The year was 1939. Robert’s father staggered out of bed and stretched his lanky body. It was still dark outside. The Michigan air was liquid ice. Robert’s family got dressed while the coffee perked on the potbelly stove.
“Are you excited to eat turkey, Daddy?” Robert asked.
“Yep.”
Robert’s father was an ironworker, and a man of sparse words. He was the sort of man who returned home each evening varnished in sweat and exhaustion. Robert’s mother was a commercial seamstress in a factory. Somehow the couple found time to raise four kids.

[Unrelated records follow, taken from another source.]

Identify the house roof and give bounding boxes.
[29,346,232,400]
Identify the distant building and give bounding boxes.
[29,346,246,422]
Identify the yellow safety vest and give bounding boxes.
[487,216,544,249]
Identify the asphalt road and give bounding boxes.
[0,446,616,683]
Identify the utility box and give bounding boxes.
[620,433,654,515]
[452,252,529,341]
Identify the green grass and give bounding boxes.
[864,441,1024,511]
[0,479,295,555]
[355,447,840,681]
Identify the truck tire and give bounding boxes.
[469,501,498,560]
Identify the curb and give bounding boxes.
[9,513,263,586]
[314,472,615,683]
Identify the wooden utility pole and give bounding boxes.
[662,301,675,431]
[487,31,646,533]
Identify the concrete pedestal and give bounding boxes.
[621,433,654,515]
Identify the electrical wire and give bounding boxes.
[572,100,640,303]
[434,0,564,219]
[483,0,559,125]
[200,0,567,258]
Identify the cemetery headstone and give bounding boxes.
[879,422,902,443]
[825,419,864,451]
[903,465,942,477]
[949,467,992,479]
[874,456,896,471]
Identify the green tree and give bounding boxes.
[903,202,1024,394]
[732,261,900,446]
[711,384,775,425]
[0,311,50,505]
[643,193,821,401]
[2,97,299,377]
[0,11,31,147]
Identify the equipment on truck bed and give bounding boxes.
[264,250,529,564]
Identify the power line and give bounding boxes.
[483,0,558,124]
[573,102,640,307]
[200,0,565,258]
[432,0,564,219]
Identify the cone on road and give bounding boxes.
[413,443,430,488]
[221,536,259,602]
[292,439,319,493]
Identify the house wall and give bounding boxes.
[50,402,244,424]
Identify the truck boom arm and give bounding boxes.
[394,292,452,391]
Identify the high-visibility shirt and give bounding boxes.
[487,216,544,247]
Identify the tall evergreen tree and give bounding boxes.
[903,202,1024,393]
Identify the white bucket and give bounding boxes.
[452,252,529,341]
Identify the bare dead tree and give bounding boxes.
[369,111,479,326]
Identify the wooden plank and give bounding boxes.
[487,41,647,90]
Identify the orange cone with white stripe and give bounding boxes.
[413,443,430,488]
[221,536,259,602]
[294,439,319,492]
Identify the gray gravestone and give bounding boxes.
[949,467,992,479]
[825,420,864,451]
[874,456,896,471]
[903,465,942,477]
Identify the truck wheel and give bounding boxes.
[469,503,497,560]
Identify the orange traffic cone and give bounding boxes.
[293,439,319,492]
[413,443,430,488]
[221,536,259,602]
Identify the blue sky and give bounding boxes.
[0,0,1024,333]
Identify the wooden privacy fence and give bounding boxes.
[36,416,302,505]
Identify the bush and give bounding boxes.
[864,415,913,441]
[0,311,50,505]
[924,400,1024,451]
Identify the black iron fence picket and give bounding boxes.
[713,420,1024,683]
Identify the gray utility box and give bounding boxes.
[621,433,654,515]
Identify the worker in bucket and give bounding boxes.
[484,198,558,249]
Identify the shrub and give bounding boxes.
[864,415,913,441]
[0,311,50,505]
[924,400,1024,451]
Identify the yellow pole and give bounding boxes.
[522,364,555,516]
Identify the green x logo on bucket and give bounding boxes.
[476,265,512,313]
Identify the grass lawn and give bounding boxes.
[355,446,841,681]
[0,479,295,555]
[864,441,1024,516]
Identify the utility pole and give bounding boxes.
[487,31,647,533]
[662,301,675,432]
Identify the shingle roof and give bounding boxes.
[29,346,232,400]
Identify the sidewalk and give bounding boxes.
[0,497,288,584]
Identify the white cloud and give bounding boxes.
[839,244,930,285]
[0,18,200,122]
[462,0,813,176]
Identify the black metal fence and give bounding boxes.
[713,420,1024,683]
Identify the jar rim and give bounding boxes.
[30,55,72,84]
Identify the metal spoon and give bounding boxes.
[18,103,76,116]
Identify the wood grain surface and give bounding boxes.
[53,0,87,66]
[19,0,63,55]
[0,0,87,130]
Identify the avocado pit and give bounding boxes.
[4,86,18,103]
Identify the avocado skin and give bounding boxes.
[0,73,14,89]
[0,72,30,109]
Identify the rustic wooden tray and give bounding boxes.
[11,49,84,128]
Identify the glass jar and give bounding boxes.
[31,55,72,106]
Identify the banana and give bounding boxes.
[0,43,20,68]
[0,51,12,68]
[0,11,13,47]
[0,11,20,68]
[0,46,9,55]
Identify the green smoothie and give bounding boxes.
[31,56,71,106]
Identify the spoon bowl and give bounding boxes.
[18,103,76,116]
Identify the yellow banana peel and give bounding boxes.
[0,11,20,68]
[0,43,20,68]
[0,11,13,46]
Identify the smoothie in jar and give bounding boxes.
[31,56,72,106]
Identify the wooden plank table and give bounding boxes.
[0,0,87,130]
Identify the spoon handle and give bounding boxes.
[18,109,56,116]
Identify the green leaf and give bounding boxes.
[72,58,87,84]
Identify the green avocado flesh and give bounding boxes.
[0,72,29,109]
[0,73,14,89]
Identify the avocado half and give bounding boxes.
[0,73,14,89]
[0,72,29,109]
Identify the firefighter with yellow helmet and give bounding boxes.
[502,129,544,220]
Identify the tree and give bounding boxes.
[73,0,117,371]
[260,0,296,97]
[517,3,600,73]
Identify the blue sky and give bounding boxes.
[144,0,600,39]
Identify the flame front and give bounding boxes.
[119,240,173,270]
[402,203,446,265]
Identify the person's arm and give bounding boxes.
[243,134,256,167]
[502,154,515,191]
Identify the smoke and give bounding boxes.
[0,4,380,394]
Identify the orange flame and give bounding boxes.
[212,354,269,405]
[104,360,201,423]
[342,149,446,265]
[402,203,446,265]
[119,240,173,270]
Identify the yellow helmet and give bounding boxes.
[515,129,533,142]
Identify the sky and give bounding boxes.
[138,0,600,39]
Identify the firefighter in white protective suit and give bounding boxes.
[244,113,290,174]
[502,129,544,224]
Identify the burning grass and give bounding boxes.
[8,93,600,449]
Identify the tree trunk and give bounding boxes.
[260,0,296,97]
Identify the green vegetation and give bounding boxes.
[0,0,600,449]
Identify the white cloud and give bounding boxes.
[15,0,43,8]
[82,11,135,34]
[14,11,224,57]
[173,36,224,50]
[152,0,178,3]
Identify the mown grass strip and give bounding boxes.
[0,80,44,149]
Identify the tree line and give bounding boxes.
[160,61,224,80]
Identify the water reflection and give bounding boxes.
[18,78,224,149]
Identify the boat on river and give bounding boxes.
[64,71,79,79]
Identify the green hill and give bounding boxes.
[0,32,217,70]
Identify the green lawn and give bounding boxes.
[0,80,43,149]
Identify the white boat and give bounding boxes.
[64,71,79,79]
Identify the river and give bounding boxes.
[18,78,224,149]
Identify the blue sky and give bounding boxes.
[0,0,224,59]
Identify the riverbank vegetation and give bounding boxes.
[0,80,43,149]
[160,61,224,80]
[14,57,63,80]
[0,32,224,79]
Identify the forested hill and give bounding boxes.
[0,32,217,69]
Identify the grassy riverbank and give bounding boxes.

There was a Depression on. They lived in a meager house. They weren’t poor by any means—there were plenty of families worse off. But they weren’t high-steppers, either.
That morning, Robert’s father donned his nicest Sunday clothes—slacks pressed sharp enough to slice Pittsburgh steel. Robert’s mother wore a dress she reserved for weddings and funerals. Then, the whole family piled into the Ford.
“Happy
Thanksgiving,” Robert’s mother said to the family.
“Happy Thanksgiving,” everyone answered.
“Happy Thanksgiving, Daddy,” said Robert’s kid sister.
“Yep,” was the reply.
The Ford pulled into the local high school. The parking lot was overrun with vehicles that morning; like ants on a Baby Ruth. People were everywhere.
Inside the cafeteria were dozens of volunteers in white aprons. There were clergymen pushing carts loaded with steaming vats of food. There were old women manning stoves. A large banner read: FREE TURKEYS.
A cafeteria line formed, snaking out the doors into the frigid parking lot. There must have been a few hundred people waiting in line. Maybe more.
In line ahead of Robert’s family were the McDavids. Robert went to school with the McDavid kids. Sometimes the McDavid kids didn’t have shoes or winter jackets.